I liked graffiti, a style favored by my cartooning students. It is gestural painting. My students taught me graffiti. The joy they found in their work was something I understood. Uncomfortable with the stigmatization of graffiti as vandalism, I thought I would elevate it to the level of fine art. In 2006 my exhibition at Bronx Community College showed some early graphic work. By the end of 2014 I had a great many large acrylic paintings that reflected my interest in graffiti.
All were painted on Tyvek®, an amazing material of extraordinary strength and durability. Hundreds of years ago canvas had replaced wood panels partly because of its superior portability. Today Tyvek® has superior portability. It cuts transportation and insurance costs besides being more durable.

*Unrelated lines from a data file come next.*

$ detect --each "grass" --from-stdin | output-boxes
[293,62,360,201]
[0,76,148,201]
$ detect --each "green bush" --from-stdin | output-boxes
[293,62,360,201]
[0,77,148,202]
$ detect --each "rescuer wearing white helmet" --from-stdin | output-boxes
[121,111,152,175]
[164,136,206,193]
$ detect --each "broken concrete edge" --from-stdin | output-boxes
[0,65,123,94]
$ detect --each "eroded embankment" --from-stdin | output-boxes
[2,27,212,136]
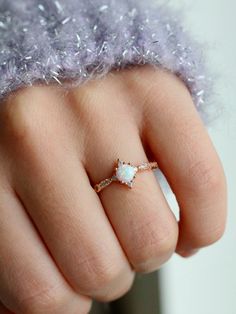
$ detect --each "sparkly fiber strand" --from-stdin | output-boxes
[0,0,212,118]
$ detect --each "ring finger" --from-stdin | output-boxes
[86,115,178,272]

Tyvek® is usually sold in large rolls. I buy it in 20-yard pieces from a company that also sells it to kite makers. It has tiny perforations that help bind acrylic paint to the Tyvek® and gives it a flexibility that primed canvas does not have, hence it is safely portable. However, it does retain creases. Some people think creases interfere with the painted image. Perhaps so, but graffiti is also painted on other broken surfaces, like brick or concrete walls. The Arte Povera movement validated the use of inexpensive materials. The creases in the Tyvek® should remind the viewer that a work of art need not be made of precious materials and enveloped in a gold frame. Certainly, the modern graffiti style was massively used by the poor at first and only afterwards was adopted by those who were financially better off. By keeping the creases in my paintings I hope to remind viewers of the values inherent in even the humblest of materials. While I like double-primed Belgium linen, the elite support for expensive oil paintings, I don't think the value of a painting depends on how expensive its materials are. Its value lies in what it says and how well it says it and in the pleasure it provides.
I do not spray paint on walls, trains or hallways as so many young artists do. I paint with brushes in acrylic and prefer the durability of my work to the fugitive nature of theirs. But, we share the same bold style.
Unfortunately, many dealers, critics and observers think all graffiti is vandalism and dismiss it as unlawful. With more public exhibitions of graffiti style art in museums I believe graffiti paintings will become as acceptable as jazz.
Vandalism, as a style of painting, may also have a legal place in our society. After all, when Hofmann tore up his students work to point out compositional improvements, he destroyed their original work. Destructive techniques have been used by artists. On the other hand, graffiti, by its nature, does not require an act of destruction.